Когда какой-нибудь из его фильмов каким-то чудом не оказывался убыточным и фирмы, занимающиеся прокатом, выдавали ему чек на кругленькую сумму, он вел переговоры с каждым из своих заимодавцев. Тот, у кого хватало сообразительности отсрочить остальные платежи на льготных условиях, получал деньги. А других он по полгода не приглашал на завтрак, чтобы выказать им свое неудовольствие.

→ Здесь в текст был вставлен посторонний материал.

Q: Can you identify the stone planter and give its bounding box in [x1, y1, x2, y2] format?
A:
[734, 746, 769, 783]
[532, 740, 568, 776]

Толстый и обрюзгший Габилан радовался жизни и высокомерно не обращал внимания на свои финансовые затруднения. Кинематограф представлялся ему мечтой, которую банкиры должны были щедро оплачивать.
Ему понравилась темпераментность Фанфан. Оба ее фильма, отснятые камерой «Сюпер-8», – вестерн и один из научно-фантастических – очаровали его. Думаю, Габилан был искренним, ибо не такой он человек, чтобы лгать без надобности. Впрочем, к своим комплиментам он присовокупил предложение, заставившее Фанфан подпрыгнуть от радости:
– В двух моих ближайших фильмах вы будете второй помощницей режиссера, в третьем – первой. Хочу, чтобы вы попривыкли к работе настоящих съемочных групп. Потом я сделаю ваш первый фильм на широкой пленке, идет?
Фанфан бросилась толстяку на шею и расцеловала в обе щеки. Он даже смутился.
А уж мой отец был явно восхищен броской красотой Фанфан. Мне не нравился огонек в его глазах, когда он смотрел на нее.